Страница 4 из 19
Когда же вдали показалась вершина башни в виде шатра, команда коча и казаки выбежали на палубу, теснясь в носовой части коча, где не мешал смотреть вдаль большой парус. Все оживленно переговаривались, показывая руками на чуть видную вершину башни. Еще бы! Заканчивалось плавание от самого Тобольска, столицы Сибири. И если для артельщиков это было просто очередным приходом в один из немногочисленных сибирских городов, где можно было отдохнуть, а если уж получится, то как-то и развлечься, то для казаков это окончание плавания было началом подготовки к походу в неведомые восточные земли.
– Что это там засуетились людишки? Неужто Мангазею углядели? А то мне тут из-за паруса вдаль-то ни черта не видно, – заинтересованно спросил кормщик, стоявший на корме коча у рулевого весла, когда к нему подошел Афанасий. – Хотя, судя по берегу, до нее еще никак не менее двадцати верст будет.
– И как же ты определил это расстояние? – засомневался он. – Вроде как все тот же однообразный берег…
– Э нет!

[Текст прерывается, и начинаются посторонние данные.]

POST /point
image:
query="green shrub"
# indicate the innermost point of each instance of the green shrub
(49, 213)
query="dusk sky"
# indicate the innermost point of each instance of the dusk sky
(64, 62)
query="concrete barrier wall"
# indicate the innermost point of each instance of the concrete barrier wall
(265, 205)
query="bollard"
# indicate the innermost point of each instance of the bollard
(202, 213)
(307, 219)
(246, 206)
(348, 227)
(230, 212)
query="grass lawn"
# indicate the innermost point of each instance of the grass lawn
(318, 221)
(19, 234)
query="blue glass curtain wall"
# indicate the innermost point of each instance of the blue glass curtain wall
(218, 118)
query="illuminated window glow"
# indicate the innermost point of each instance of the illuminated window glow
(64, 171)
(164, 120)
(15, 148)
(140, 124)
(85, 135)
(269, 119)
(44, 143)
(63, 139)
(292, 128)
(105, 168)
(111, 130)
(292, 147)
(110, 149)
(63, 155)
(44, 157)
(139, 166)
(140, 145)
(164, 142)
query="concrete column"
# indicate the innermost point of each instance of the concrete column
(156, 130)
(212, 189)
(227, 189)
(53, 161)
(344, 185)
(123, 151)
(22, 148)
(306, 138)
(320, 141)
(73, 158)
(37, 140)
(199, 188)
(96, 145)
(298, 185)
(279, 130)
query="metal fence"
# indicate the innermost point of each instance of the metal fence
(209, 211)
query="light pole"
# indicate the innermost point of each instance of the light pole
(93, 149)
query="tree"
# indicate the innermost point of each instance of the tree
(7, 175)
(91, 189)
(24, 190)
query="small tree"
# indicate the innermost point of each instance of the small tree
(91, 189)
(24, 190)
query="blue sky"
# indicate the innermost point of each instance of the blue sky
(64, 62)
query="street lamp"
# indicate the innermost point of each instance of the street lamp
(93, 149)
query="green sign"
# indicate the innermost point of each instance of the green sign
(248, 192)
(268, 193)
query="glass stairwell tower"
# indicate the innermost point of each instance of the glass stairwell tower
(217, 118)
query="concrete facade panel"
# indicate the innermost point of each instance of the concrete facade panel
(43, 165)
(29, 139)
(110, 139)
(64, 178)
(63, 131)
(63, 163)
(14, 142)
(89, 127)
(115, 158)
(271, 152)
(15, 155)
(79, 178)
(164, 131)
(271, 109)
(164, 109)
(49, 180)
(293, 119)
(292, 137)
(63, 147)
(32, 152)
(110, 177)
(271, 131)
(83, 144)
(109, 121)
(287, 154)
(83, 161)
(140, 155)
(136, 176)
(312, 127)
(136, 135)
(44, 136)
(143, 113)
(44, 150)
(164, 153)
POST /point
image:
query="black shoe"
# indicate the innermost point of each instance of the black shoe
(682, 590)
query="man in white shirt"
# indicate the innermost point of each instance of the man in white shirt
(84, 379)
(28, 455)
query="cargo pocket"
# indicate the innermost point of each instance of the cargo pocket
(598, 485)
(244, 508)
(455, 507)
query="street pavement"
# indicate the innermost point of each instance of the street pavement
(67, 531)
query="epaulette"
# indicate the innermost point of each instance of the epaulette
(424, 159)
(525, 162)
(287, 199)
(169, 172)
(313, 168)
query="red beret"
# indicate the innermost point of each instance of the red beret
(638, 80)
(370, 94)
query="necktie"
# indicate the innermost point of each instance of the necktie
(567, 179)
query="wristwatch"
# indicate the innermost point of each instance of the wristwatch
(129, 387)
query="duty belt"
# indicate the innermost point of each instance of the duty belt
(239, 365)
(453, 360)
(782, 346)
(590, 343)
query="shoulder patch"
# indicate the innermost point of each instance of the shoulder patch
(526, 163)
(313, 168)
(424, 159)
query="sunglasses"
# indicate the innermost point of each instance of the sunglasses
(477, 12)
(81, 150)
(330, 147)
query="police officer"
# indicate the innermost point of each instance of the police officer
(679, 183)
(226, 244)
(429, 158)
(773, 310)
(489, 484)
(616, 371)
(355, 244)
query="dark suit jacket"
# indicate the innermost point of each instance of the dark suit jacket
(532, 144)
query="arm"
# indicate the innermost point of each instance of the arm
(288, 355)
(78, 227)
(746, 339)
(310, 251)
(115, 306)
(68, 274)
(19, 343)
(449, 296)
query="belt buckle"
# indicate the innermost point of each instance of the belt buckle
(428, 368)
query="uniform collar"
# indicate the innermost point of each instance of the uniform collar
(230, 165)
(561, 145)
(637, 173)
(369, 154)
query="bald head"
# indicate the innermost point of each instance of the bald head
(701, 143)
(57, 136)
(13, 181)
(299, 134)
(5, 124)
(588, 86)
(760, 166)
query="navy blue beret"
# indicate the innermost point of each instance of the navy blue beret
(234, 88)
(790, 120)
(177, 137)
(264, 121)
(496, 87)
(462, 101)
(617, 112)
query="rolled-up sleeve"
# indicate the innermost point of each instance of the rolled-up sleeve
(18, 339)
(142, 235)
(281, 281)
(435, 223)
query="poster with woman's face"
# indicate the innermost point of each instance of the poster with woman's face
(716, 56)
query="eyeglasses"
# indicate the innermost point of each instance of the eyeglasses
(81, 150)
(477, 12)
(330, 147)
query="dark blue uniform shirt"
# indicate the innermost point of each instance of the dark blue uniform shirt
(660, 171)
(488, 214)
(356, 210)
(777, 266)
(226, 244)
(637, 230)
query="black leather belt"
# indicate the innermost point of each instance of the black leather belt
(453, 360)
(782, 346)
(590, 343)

Глянь-ка по левую руку. Видишь, перед стеной темной тайги небольшой мысок вдается в реку? – Тот утвердительно кивнул головой. – А на нем березку белую одиноко растущую?
– Ну…
– Так вот отсель как раз двадцать верст до Мангазеи-то и будет, – торжествующе посмотрел на него кормщик.
– Ну и дела… – Афанасий с уважением посмотрел на Тихона, а затем спросил: – И эта самая тайга будет тянуться до самой Мангазеи в отличие от противоположного берега, покрытого тундрой?
– Это так, – подтвердил тот и укоризненно посмотрел на Афанасия: – А вот что за суета на носу коча, ты же мне так и не ответил.
– Извини, Тихон! Впереди показалась вершина какой-то башни.
– Оно и понятно – детинец-то[17] с башнями в Мангазее только недавно, видать, начали воздвигать. Стало быть, высока эта башня-то, ежели ее отсюдова видать, – уважительно покачал тот головой. – Я-то в Мангазее, почитай, почти более года как не был, все более до Тюмени да Сургута, а то и до самого Томска из Тобольска хаживал, – и, помолчав, продолжил: – Быстро, однако, обживается земля Сибирская. Да оно ведь и понятно – прибыток-то государевой казне какой она приносит от торговли мягкой рухлядью!
И хитровато посмотрел на Афанасия:
– В Мангазее и сам убедишься в этом. Не зря же ее зовут «златокипящей». Да то ли еще будет! Ведь и тебя-то в поход на Турухан-реку не зря же посылают. Будешь объясачивать многие племена туземцев, по ней живущие, еще более приумножая государев прибыток. Вот так-то, мил человек. Соображать надобно!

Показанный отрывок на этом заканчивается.